Lunes, 25 Abril 2016 00:00

CLADEM alerta y rechaza riesgo de quiebre del proceso democrático y estado de derecho en Brasil

El Comité de América Latina y el Caribe para la Defensa de los Derechos de las Mujeres (CLADEM)1, red feminista regional que trabaja en la promoción y defensa de los derechos humanos de las mujeres, presente en Brasil y en otros catorce países de América Latina y el Caribe, con estatus consultivo ante la ONU, la OEA y la UNESCO, rechaza enérgicamente el pedido infundado y sin pruebas fehacientes de juicio político a la Presidenta del Brasil Señora Dilma Rousseff, –constitucionalmente elegida por voto del pueblo brasilero, y manifiesta que de concretarse el juicio político, significaría la ruptura del orden democrático y la violación de la soberanía popular por la vía del abuso del abuso del poder2..

DENUNCIAMOS que la Presidenta del Brasil, Dilma Rousseff, desde antes de la asunción al mando, ha sido víctima de persecuciones sistemáticas, muchas de ellas sexistas y discriminatorias, por parte de opositores políticos, medios de comunicación, fundamentalismo religioso, sectores conservadores, cuyas presiones derivara en la petición infundada de juicio político.

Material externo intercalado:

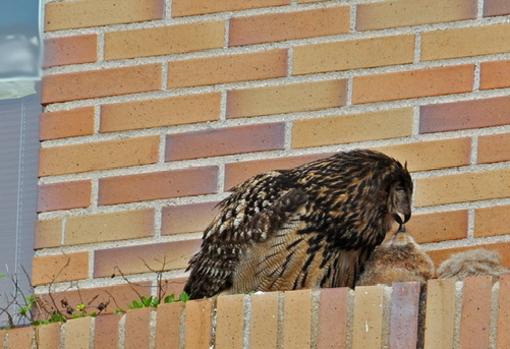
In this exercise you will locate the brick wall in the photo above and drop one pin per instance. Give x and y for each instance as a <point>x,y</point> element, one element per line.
<point>154,109</point>
<point>473,314</point>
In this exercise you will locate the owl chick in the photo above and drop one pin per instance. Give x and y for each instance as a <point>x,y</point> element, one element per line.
<point>311,226</point>
<point>398,259</point>
<point>472,263</point>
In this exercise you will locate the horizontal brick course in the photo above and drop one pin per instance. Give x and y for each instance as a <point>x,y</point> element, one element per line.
<point>464,115</point>
<point>495,75</point>
<point>58,268</point>
<point>234,140</point>
<point>492,221</point>
<point>187,218</point>
<point>88,13</point>
<point>100,83</point>
<point>109,227</point>
<point>199,7</point>
<point>352,128</point>
<point>286,99</point>
<point>465,42</point>
<point>134,259</point>
<point>223,69</point>
<point>409,84</point>
<point>462,188</point>
<point>157,185</point>
<point>70,50</point>
<point>164,40</point>
<point>339,55</point>
<point>98,156</point>
<point>390,14</point>
<point>64,196</point>
<point>171,111</point>
<point>67,123</point>
<point>287,26</point>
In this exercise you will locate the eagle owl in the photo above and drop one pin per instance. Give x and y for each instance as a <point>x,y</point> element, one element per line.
<point>311,226</point>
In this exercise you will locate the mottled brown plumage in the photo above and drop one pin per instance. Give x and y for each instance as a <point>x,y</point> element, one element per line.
<point>312,226</point>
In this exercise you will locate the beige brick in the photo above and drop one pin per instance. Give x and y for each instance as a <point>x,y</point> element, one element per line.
<point>298,316</point>
<point>492,221</point>
<point>462,187</point>
<point>352,128</point>
<point>77,333</point>
<point>48,233</point>
<point>199,7</point>
<point>171,111</point>
<point>494,148</point>
<point>286,99</point>
<point>339,55</point>
<point>100,83</point>
<point>409,84</point>
<point>98,156</point>
<point>164,40</point>
<point>224,69</point>
<point>229,321</point>
<point>109,227</point>
<point>89,13</point>
<point>391,14</point>
<point>67,123</point>
<point>465,42</point>
<point>287,26</point>
<point>440,314</point>
<point>71,266</point>
<point>368,317</point>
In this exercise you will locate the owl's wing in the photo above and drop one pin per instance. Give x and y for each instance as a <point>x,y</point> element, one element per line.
<point>254,211</point>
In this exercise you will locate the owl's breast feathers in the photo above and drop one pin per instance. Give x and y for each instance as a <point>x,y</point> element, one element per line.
<point>307,227</point>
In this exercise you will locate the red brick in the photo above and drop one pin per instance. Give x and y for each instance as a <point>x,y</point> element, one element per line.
<point>137,330</point>
<point>63,196</point>
<point>288,26</point>
<point>495,75</point>
<point>286,99</point>
<point>492,221</point>
<point>171,111</point>
<point>494,148</point>
<point>93,156</point>
<point>133,259</point>
<point>187,218</point>
<point>199,7</point>
<point>476,312</point>
<point>229,321</point>
<point>70,50</point>
<point>409,84</point>
<point>165,40</point>
<point>439,256</point>
<point>464,115</point>
<point>88,13</point>
<point>237,172</point>
<point>503,324</point>
<point>72,266</point>
<point>67,123</point>
<point>168,325</point>
<point>21,338</point>
<point>226,141</point>
<point>405,304</point>
<point>496,8</point>
<point>333,318</point>
<point>440,226</point>
<point>48,336</point>
<point>264,320</point>
<point>106,333</point>
<point>198,324</point>
<point>158,185</point>
<point>100,83</point>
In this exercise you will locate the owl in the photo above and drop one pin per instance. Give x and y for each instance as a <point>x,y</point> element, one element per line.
<point>312,226</point>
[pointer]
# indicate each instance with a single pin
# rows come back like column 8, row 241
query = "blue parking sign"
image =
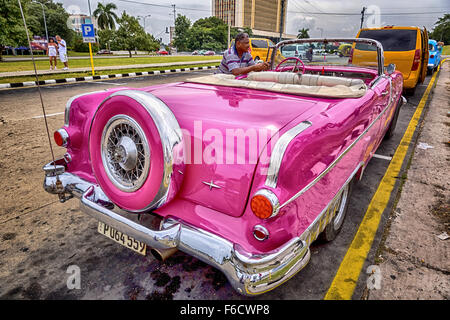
column 88, row 30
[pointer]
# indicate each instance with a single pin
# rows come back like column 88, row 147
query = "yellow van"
column 406, row 47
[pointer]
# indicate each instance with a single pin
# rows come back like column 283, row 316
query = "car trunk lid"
column 225, row 130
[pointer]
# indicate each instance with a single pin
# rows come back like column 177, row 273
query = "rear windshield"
column 259, row 43
column 391, row 39
column 289, row 48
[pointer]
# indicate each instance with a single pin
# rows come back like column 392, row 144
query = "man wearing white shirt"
column 62, row 49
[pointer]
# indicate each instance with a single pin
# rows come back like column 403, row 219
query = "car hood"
column 213, row 120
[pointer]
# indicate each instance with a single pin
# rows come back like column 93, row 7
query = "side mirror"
column 390, row 69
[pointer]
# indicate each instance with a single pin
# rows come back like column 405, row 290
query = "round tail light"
column 264, row 204
column 260, row 233
column 61, row 137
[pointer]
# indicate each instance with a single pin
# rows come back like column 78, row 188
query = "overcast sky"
column 320, row 17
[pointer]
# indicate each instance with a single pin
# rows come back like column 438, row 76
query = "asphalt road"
column 40, row 237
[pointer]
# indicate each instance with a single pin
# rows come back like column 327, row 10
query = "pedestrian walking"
column 62, row 49
column 52, row 51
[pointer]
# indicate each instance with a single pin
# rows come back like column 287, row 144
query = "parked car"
column 297, row 50
column 259, row 48
column 104, row 51
column 406, row 47
column 156, row 170
column 345, row 50
column 435, row 55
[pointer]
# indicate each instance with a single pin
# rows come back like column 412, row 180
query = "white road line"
column 379, row 156
column 48, row 115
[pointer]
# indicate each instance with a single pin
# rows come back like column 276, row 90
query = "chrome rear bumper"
column 249, row 274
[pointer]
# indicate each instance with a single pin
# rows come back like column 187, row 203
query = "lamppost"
column 45, row 21
column 143, row 17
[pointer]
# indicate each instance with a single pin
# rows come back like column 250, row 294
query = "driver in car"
column 237, row 60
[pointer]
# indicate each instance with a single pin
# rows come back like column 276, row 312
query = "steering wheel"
column 292, row 58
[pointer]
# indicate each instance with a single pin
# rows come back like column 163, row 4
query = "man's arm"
column 245, row 70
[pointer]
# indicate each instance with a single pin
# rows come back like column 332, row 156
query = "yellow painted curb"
column 346, row 278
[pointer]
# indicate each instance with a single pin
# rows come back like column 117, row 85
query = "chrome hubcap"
column 125, row 153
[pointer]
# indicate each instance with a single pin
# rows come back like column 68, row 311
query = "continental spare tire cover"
column 136, row 150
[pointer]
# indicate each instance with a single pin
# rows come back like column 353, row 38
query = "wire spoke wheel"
column 125, row 153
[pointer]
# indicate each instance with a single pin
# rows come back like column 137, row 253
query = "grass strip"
column 97, row 73
column 12, row 66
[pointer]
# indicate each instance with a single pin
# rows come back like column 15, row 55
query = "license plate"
column 123, row 239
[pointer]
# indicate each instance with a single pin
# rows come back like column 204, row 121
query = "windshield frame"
column 380, row 51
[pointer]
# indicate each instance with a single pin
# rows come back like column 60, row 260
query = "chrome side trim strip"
column 333, row 164
column 278, row 152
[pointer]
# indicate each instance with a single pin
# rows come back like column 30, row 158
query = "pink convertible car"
column 242, row 173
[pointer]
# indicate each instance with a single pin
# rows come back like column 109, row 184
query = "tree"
column 56, row 17
column 182, row 25
column 207, row 33
column 131, row 35
column 303, row 33
column 441, row 31
column 105, row 15
column 12, row 30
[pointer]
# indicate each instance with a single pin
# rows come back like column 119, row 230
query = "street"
column 41, row 238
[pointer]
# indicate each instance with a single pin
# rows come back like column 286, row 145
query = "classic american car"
column 243, row 173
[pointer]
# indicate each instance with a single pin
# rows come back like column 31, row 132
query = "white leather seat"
column 305, row 79
column 265, row 82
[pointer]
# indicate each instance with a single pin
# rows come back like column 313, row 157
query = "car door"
column 425, row 54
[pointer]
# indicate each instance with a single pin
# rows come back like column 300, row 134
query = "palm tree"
column 303, row 33
column 105, row 16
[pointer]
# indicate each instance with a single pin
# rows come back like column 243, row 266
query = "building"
column 76, row 20
column 264, row 17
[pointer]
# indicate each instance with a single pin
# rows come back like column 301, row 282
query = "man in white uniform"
column 62, row 49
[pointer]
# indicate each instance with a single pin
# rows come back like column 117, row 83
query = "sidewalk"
column 132, row 66
column 415, row 261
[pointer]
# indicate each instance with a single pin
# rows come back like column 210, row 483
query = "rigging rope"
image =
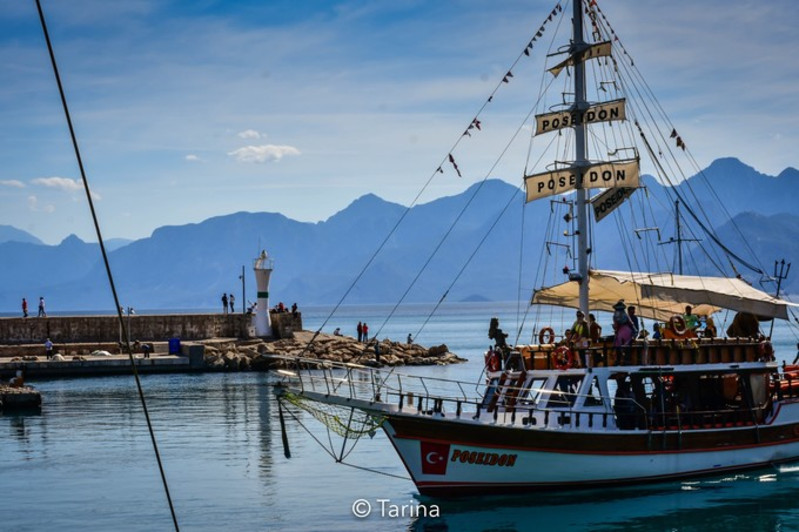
column 105, row 262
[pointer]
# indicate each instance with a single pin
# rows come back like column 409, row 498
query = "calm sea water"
column 87, row 462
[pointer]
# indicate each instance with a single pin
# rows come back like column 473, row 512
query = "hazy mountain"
column 189, row 266
column 12, row 234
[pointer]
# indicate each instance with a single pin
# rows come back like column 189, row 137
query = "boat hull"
column 446, row 458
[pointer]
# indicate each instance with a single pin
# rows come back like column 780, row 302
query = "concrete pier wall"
column 75, row 329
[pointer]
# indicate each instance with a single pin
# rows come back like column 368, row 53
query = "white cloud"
column 33, row 205
column 61, row 183
column 262, row 154
column 250, row 134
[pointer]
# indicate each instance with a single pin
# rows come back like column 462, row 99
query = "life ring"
column 547, row 333
column 766, row 351
column 678, row 325
column 562, row 358
column 492, row 361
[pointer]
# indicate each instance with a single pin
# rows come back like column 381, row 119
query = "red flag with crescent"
column 434, row 458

REAFIRMAMOS conforme a lo señalado en el artículo 4 de la Carta Democrática de la OEA que son componentes fundamentales del ejercicio de la democracia la transparencia de las actividades gubernamentales, la probidad, la responsabilidad de los gobiernos en la gestión pública, el respeto por los derechos sociales y la libertad de expresión y de prensa. Igualmente, la subordinación constitucional de todas las instituciones del Estado a la autoridad civil legalmente constituida y el respeto al estado de derecho de todas las entidades y sectores de la sociedad son igualmente fundamentales para la democracia.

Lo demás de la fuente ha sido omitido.